The presidential commission which has now suddenly come under the spotlight was appointed by President Mahinda Rajapaksa, in the wake of allegations of unbridled corruption and irregularities in the procurement of military supplies for the Sri Lankan military.
That was after the outgoing navy commander and chief of defence staff at the time, Admiral Daya Sandagiri was implicated in a series of crooked deals which involved the procurement of high value military hardware. Among the ones to blow the whistle against Admiral Sandagiri was his successor and the then commander of the navy, Vice Admiral Wasantha Karannagoda. That highlighted the gravity of the situation at the time. 10-4
The president responded, appointing a three member committee comprising Justice Shirani Tilekewardena (chair), Justice Nissanka Udalagama and Justice N.E. Dissanayake to probe allegations of corruption in procurement of “high value weapons, military equipment, material and services between 2001 and 2005.’’

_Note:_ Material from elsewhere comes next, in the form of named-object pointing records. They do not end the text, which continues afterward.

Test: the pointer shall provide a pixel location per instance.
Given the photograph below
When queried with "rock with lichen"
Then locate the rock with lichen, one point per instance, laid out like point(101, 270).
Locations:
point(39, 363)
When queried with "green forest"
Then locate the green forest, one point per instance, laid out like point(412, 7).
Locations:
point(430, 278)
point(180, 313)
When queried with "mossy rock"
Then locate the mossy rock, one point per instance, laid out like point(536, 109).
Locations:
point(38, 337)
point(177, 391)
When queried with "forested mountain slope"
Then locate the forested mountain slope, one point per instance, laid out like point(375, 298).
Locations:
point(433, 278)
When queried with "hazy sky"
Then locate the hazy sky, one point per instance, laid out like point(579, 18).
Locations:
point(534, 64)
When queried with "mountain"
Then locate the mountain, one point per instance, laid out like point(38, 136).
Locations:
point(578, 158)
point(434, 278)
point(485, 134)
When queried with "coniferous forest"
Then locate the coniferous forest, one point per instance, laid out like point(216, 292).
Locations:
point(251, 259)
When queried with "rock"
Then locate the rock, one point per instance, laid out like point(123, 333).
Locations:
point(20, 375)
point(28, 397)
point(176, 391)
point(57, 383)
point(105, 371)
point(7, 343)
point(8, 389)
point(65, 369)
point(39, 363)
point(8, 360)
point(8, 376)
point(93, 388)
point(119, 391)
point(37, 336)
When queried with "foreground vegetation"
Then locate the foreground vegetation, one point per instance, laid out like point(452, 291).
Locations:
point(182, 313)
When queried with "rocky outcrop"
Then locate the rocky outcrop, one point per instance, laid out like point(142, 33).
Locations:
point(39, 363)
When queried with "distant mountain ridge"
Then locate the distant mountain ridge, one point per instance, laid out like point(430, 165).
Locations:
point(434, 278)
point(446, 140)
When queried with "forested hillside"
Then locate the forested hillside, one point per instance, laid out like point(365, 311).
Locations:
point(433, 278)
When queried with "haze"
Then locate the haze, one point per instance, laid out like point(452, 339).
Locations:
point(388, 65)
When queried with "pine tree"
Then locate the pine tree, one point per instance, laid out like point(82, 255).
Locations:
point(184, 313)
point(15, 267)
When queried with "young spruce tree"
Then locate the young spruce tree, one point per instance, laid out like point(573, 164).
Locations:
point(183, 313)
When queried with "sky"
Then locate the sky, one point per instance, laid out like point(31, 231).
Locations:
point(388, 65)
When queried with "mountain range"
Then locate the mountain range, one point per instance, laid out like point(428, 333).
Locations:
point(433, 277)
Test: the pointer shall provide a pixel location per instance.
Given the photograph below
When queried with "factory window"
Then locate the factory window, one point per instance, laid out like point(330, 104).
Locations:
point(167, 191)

Justice Nimal Gamini Ameratunga was appointed to another commission — one man this time — to investigate the procurement of military supplies to the Sri Lankan Navy. The probe centred on the controversial bid to purchase 20 year old, 30 mm naval guns from the British Navy, to install in the fleet of Dvora Fast Attack Craft of the SL Navy, passing off the guns under question as “brand new.”

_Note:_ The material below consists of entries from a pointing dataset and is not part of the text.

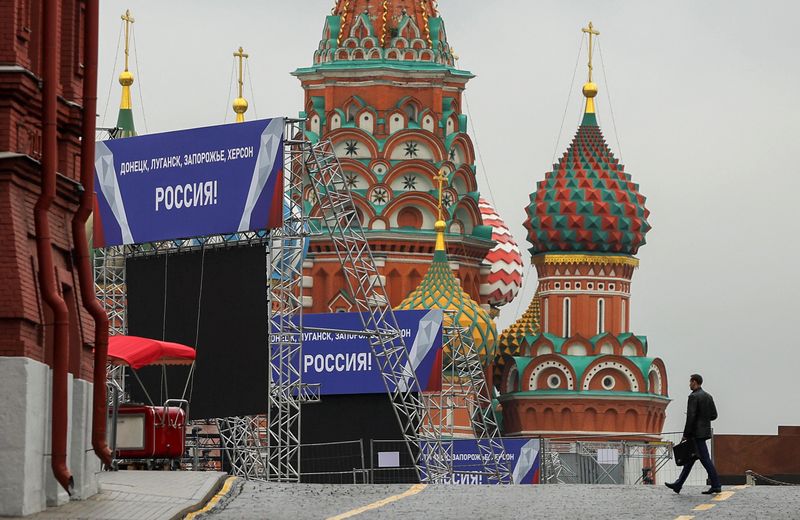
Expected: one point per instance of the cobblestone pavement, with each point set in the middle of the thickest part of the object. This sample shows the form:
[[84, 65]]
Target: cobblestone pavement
[[277, 502], [140, 495]]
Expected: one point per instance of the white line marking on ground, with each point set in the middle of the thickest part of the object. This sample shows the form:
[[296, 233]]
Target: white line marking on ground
[[413, 490], [725, 495]]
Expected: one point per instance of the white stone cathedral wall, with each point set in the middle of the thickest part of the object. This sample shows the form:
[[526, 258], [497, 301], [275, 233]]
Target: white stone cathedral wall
[[27, 484]]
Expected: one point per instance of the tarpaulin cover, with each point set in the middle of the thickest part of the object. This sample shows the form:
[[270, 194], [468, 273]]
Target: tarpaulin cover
[[137, 352]]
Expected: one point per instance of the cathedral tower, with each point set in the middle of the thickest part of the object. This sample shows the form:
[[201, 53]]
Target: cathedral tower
[[384, 88], [571, 364]]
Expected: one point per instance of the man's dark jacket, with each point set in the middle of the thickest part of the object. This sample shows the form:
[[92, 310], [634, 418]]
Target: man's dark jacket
[[699, 414]]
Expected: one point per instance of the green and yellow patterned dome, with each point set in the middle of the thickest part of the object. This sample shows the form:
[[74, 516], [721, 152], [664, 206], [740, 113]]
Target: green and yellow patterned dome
[[440, 289]]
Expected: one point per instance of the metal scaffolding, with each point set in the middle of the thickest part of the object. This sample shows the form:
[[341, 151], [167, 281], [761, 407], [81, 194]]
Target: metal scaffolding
[[464, 386], [241, 439], [286, 391], [341, 219]]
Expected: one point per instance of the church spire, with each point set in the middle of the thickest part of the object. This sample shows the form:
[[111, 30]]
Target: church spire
[[125, 117], [440, 225], [240, 103], [590, 87]]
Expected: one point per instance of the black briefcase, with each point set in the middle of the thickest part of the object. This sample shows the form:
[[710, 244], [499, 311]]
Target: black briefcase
[[684, 452]]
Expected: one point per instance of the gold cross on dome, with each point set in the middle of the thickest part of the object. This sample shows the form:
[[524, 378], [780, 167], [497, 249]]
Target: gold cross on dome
[[128, 19], [441, 178], [241, 55], [591, 32]]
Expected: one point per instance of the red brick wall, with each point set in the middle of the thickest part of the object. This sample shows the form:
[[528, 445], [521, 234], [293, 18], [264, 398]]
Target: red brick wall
[[25, 322], [768, 455]]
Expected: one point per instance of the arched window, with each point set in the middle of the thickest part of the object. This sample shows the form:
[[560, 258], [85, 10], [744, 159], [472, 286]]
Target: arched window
[[411, 112], [601, 315], [409, 217], [546, 325], [623, 316], [567, 318]]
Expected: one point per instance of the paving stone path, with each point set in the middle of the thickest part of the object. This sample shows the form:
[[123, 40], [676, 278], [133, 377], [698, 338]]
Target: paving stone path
[[283, 501]]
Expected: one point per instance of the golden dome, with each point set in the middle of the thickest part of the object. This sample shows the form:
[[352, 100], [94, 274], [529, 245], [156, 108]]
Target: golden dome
[[590, 89], [126, 78], [440, 289]]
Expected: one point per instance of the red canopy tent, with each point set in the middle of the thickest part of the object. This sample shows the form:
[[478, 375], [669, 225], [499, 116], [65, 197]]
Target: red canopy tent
[[137, 352]]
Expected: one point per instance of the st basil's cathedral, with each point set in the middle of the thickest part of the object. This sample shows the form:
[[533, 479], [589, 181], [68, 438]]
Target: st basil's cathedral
[[385, 89]]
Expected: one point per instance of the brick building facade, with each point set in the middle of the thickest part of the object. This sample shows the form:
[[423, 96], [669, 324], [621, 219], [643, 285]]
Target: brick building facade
[[26, 321]]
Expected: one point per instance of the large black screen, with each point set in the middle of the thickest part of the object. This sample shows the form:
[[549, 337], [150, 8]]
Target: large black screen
[[229, 333]]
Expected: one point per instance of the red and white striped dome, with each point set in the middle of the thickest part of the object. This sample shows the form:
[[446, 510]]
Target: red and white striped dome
[[505, 278]]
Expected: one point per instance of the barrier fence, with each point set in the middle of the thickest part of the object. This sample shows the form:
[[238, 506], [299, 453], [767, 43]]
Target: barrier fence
[[586, 460]]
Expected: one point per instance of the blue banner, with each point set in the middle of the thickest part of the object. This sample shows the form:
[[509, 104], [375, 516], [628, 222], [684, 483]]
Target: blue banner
[[342, 362], [204, 181], [522, 457]]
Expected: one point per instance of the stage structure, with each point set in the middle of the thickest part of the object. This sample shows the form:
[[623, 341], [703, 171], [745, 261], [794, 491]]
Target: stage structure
[[427, 449], [244, 436], [464, 386]]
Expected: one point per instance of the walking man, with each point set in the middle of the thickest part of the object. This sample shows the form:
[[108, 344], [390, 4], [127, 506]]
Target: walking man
[[699, 413]]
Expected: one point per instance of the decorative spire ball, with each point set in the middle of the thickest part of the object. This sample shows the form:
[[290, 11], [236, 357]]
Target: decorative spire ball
[[590, 87], [125, 125], [125, 77], [240, 103], [240, 107]]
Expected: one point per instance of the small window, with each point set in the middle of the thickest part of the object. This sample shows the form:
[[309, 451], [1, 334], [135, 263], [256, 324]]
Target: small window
[[601, 316], [623, 317]]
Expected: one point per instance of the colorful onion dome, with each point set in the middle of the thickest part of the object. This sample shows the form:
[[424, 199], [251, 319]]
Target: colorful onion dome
[[440, 289], [366, 32], [588, 202], [521, 334], [505, 277]]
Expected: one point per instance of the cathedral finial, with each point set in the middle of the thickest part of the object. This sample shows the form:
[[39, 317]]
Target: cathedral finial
[[240, 103], [440, 224], [125, 77], [590, 88]]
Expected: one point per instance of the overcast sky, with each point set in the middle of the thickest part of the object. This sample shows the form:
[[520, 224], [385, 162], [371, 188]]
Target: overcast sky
[[705, 101]]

Among the matters that the committee was supposed to probe were:
- Whether proper appraisal was made on the need to procure weapons, military equipment, materials and services, etc.
- Whether contract and/or agreements were entered into for the relevant procurement regarding Age and Condition of Product, Warranty, Training, Technical Services Support, After Sales Service, etc.
- Whether due to negligence and/or dereliction of duty and/or impropriety and/or bribery or corruption, loss or damage was caused to the Government and, if so, persons responsible for such loss or damage.
That the mandate of the two commissions was limited to the military purchases made during the period from 2001 to 2005, meant that another controversial military transaction escaped their scrutiny. That was the contentious deal of the purchase of four MIG 27 Ground Attack Craft from Ukraine through a third party – a little known company named Bellimissa Holdings Ltd – though the weapons deal was, officially, declared as a state to state transaction.
Swept under the carpet
During the corresponding period, the Supreme Court, in a separate ruling on a fundamental rights petition, ordered the government to suspend duties of Admiral Daya Sandagiri as the deputy defence secretary – the post to which he was appointed after his retirement from the navy. The Supreme Court noted that two commissions have been appointed to probe irregularities in procurement of defence supplies during the tenure of Admiral Sandagiri and that since the issue came under the purview of the Defence Ministry, it was inappropriate for Admiral Sandagiri to hold a high post in the Ministry of Defence.
However, now it appears that like many other presidential commission reports, the report of the presidential commission which was appointed to investigate allegations of corruption and irregularities in the procurement of high value weapons, military equipment, material and services between 2001 and 2005, has been swept under the carpet.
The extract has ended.